$10,000 Gold Possible As Fed Ramps Up Money Printing
In the wake of the near death of the financial system in 2008, the Federal Reserve engaged in two rounds of quantitative easing and pumped trillions of dollars into banks and other financial institutions. Ben Bernanke insists that such drastic actions by the central bank were necessary to prevent a depression, a claim that economists will no doubt be debating for decades.
What may not be open to debate, however, is the wisdom of the Fed's decision to engage in non stop money printing with the announcement of QE3. A policy tool previously applied to prevent a financial collapse has now become a routine operation in a desperate attempt to ramp up economic growth. The Federal Reserve seems oblivious to the fact that no nation in history has ever increased its wealth and real economic growth by resorting to the printing presses.
Three most probable outcomes of the Fed's open ended money printing operations:
1. Continued decline in economic growth.
Following the Fed's announcement of another round of permanent QE, Egan-Jones Cuts U.S. Rating.
Egan-Jones Ratings Co. cut its credit rating for the U.S. one level to AA-, citing the potential for the Federal Reserve’s third round of large-scale asset purchases to weaken the dollar and drive up inflation.
U.S. debt to gross-domestic-product has risen to 104 percent from 66 percent in 2006, Egan-Jones said today in a report. The firm lowered the U.S. to AA in April. Yields on 10- year Treasuries have fallen five basis points since the end of that month to 1.86 percent.
The Fed’s latest program will “stoke the stock market and commodity prices, but in our opinion will hurt the U.S. economy and, by extension, credit quality,” Egan-Jones said. “The increased cost of commodities will pressure profitability of businesses, and increase the costs of consumers, thereby reducing consumer purchasing power.”
The Fed yesterday announced its third round of large-scale asset purchases since 2008, saying it will buy $40 billion of mortgage debt a month. The central bank didn’t set any limit on the ultimate amount it would buy or the duration of the program. Policy makers also extended the prospect of near-zero interest rates until mid-2015 and said policy will stay accommodative “for a considerable time” even after the economy strengthens.

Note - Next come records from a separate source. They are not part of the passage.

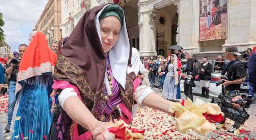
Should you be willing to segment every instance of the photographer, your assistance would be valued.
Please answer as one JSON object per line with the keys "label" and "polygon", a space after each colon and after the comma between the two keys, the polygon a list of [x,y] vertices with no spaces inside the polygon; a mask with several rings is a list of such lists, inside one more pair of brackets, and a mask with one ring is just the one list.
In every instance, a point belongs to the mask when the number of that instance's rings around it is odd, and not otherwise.
{"label": "photographer", "polygon": [[[225,87],[224,95],[228,95],[231,92],[234,90],[240,90],[241,84],[245,81],[246,76],[246,64],[237,58],[237,56],[241,54],[238,52],[237,48],[236,47],[228,47],[226,48],[225,55],[226,59],[230,62],[225,68],[227,71],[227,80],[222,79],[224,83],[223,85]],[[234,97],[232,101],[235,101],[240,99],[239,96]],[[233,107],[238,109],[242,109],[238,105],[234,104]],[[221,128],[223,126],[224,122],[218,124],[218,127]],[[233,128],[228,130],[228,132],[232,133],[236,133],[239,132],[239,128],[240,124],[235,122]]]}
{"label": "photographer", "polygon": [[19,67],[20,66],[20,61],[24,52],[27,49],[28,46],[24,44],[22,44],[19,46],[19,53],[14,54],[14,57],[10,61],[9,64],[6,66],[5,70],[5,73],[6,74],[11,74],[10,79],[9,80],[9,99],[8,100],[8,124],[4,128],[6,132],[10,132],[10,128],[11,126],[11,122],[12,118],[12,114],[13,110],[15,106],[15,89],[16,87],[16,78],[18,72],[19,71]]}
{"label": "photographer", "polygon": [[243,55],[243,58],[245,58],[246,61],[248,61],[248,58],[250,56],[250,54],[252,52],[252,49],[250,48],[248,48],[246,49],[246,51],[244,51],[244,55]]}
{"label": "photographer", "polygon": [[186,52],[185,58],[187,60],[186,66],[185,70],[182,71],[182,72],[185,73],[185,81],[184,84],[185,95],[193,101],[192,87],[195,87],[196,84],[194,82],[195,76],[193,72],[195,59],[192,57],[192,54],[190,52]]}
{"label": "photographer", "polygon": [[212,65],[208,62],[208,58],[204,57],[202,59],[202,63],[201,64],[201,73],[199,75],[200,80],[202,82],[202,97],[209,99],[209,88],[210,80],[212,72]]}

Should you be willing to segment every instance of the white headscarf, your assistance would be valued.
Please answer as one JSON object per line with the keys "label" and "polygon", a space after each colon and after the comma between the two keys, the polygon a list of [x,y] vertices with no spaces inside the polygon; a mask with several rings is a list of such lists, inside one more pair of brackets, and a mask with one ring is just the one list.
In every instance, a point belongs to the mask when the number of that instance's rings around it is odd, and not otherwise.
{"label": "white headscarf", "polygon": [[[97,16],[95,17],[94,19],[98,34],[100,39],[100,42],[102,42],[102,41],[99,17],[101,14],[104,9],[110,4],[107,4],[104,6],[102,9],[98,13]],[[123,14],[124,14],[123,26],[121,28],[119,32],[119,36],[117,41],[112,49],[109,51],[108,56],[113,76],[124,89],[125,88],[127,68],[128,65],[130,46],[128,33],[126,30],[124,13],[123,10]],[[107,72],[106,71],[106,72]],[[109,83],[106,77],[106,73],[105,74],[104,83],[106,86],[107,90],[108,93],[110,88],[109,88]]]}
{"label": "white headscarf", "polygon": [[139,73],[139,71],[142,74],[144,73],[145,67],[144,65],[140,61],[140,54],[135,48],[132,48],[132,68],[136,75]]}

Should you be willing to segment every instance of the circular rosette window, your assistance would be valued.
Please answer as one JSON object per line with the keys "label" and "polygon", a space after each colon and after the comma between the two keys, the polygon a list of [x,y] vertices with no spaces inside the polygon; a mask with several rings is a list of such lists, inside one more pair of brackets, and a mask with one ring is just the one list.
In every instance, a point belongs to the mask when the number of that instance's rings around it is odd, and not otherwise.
{"label": "circular rosette window", "polygon": [[158,16],[157,18],[157,23],[159,25],[162,26],[164,26],[166,24],[167,22],[167,20],[165,15],[162,14],[160,14],[158,15]]}

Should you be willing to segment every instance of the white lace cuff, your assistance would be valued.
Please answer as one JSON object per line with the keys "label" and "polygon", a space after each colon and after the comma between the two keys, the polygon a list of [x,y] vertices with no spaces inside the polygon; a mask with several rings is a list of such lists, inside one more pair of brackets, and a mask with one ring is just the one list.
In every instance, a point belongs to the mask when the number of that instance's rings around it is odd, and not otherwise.
{"label": "white lace cuff", "polygon": [[142,103],[142,101],[148,95],[155,92],[151,88],[146,85],[141,85],[135,89],[135,99],[140,107],[144,107],[145,105]]}
{"label": "white lace cuff", "polygon": [[65,109],[64,109],[64,103],[68,98],[72,96],[77,96],[78,97],[76,93],[75,92],[75,90],[73,88],[65,88],[62,90],[59,95],[58,98],[59,103],[64,110],[65,110]]}

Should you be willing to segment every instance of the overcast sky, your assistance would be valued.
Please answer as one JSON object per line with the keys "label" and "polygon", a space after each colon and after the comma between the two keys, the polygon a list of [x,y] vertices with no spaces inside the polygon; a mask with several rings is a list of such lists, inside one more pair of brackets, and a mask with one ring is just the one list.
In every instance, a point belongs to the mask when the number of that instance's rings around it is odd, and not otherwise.
{"label": "overcast sky", "polygon": [[29,33],[34,27],[48,0],[0,0],[6,42],[17,51],[20,44],[28,44]]}

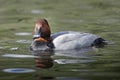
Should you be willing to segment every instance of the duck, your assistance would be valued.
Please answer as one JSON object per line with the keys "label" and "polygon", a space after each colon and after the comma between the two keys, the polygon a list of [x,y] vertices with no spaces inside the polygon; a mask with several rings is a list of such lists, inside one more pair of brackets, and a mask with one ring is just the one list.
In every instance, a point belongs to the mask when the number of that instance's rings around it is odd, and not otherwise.
{"label": "duck", "polygon": [[46,19],[35,22],[33,41],[30,51],[73,50],[87,47],[103,48],[107,41],[95,34],[76,31],[60,31],[51,34]]}

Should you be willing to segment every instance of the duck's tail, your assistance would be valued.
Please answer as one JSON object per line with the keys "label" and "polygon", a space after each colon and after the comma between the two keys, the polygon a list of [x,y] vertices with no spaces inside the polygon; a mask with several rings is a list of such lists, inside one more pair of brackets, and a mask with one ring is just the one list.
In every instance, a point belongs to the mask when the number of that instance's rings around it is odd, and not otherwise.
{"label": "duck's tail", "polygon": [[103,48],[105,45],[108,45],[108,44],[114,44],[113,42],[109,42],[107,40],[104,40],[103,38],[97,38],[92,46],[96,47],[96,48]]}

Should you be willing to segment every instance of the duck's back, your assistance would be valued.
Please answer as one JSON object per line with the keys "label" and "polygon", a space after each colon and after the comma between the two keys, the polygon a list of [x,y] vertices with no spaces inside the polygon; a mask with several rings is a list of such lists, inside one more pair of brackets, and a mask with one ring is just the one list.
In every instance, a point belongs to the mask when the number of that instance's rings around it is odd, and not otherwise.
{"label": "duck's back", "polygon": [[52,35],[56,50],[80,49],[90,47],[98,37],[94,34],[63,31]]}

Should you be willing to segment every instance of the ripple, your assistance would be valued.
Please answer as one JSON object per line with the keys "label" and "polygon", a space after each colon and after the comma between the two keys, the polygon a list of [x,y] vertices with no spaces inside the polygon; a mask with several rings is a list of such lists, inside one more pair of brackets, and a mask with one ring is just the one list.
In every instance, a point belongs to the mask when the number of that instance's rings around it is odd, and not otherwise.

2. Continued destruction of the purchasing power of the U.S. dollar.
Federal Reserve policies have contributed to a dramatic decline in the purchasing power of the U.S. dollar for decades, resulting in a lower standard of living for Americans. Expanded money printing will accelerate this trend.
3. Continued increase in the price of gold.
The decade long rally in gold will dramatically accelerate. A Barron's interview asks Could Fed Miscalculations Lead to $10,000 Gold?
These are times that try an asset manager's soul. The world's economy is a soft-paste porcelain vase set on a wobbly plant stand in the heart of an active earthquake zone. The Middle East is sending out foreshocks of war. The South China Sea is a smoking caldera of tension. Social unrest in the EU threatens tidal waves. And, according to the agitated rats and snakes of the financial press, China is headed into a recession.
Hedging against the most pessimistic case without crippling the upside potential of a better or even miraculous case appears to be as unsolvable as the proverbial Gordian knot. Alexander the Great "solved" the intellectually challenging knot riddle by severing it with his sword. Scott Minerd, chief investment officer of Guggenheim Partners, offers a more reasoned but equally simple solution to the hedging conundrum: gold. In extreme circumstances—like miscalculations regarding inflation by the Federal Reserve—the metal could hit $10,000 per troy ounce, he asserts. Thursday, after the Fed disclosed its latest financial-stimulus scheme, the metal rose about 2% to $1,768.
Minerd frets about the Fed's ability to reduce its swollen $2.9 trillion balance sheet if rates suddenly were to rise. Because the assets have longer-term durations, their market value immediately would tumble. If rates rose 1%, the Fed would have a $150 billion capital deficit, he says. This would have negative ramifications for the dollar. Minerd says the über-wealthy have been migrating toward hard assets like gold, real estate, and art. Every portfolio should be partially composed of such assets, he asserts. Is yours?
Gold and Silver Blog has long argued that gold would eventually advance to at least $5,000. The latest Fed actions make that price target seem conservative.